Will, or “Wild Bill” Elder died today, so I feel I must note this, as he was one of my main inspirations for drawing comics and, along with the Pythons, informed my sense of humor when I was growing up. His work for the early Kurtzman issues of Mad blew my mind when I read them at 8 or 9 years old (the reprints would come in Mad’s “Super Specials” that I could find at the supermarket, as well as some of the trade paperbacks). Unlike Wood or Davis (or Kurtzman, when he drew), Elder gave you the biggest bang for your buck, filling in every nook and cranny with visual gags, word play, running jokes, and none of it beholden to physics or linear narrative. More than any other comics that I was reading, this was art that you had to go back and study. For the uninitiated, check out this reprint of Dragged Net, a parody of the TV show Dragnet. It’s chock-a-block with goodness, and shows the difference of the early Mad parodies (all written by Harvey Kurtzman) compared to the flat and dull ones that they’ve done since.

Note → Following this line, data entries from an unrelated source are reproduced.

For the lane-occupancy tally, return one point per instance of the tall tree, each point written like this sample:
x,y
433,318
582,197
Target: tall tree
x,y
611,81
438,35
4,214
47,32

After Mad, Elder’s main art was devoted to Little Annie Fanny, that ran in Playboy from 1962 to 1988. I wasn’t a fan so much of these, despite how dearly I love breasts. The panels are not as crazy, and the jokes–obviously because of its subject matter and its venue–are mostly sexual based. But I have to admit, look at the beautiful work in the above splash panel. Elder didn’t work in such painterly color in Mad, and his use of a weird perspective, distortion, color, and weight (Annie’s voluptuousness changes in the gravity of the water) are masterful for the medium.
You can look at my own (very few) comics and see where I’ve stolen from him, sometimes blatantly. So rest in peace, Mr. Elder.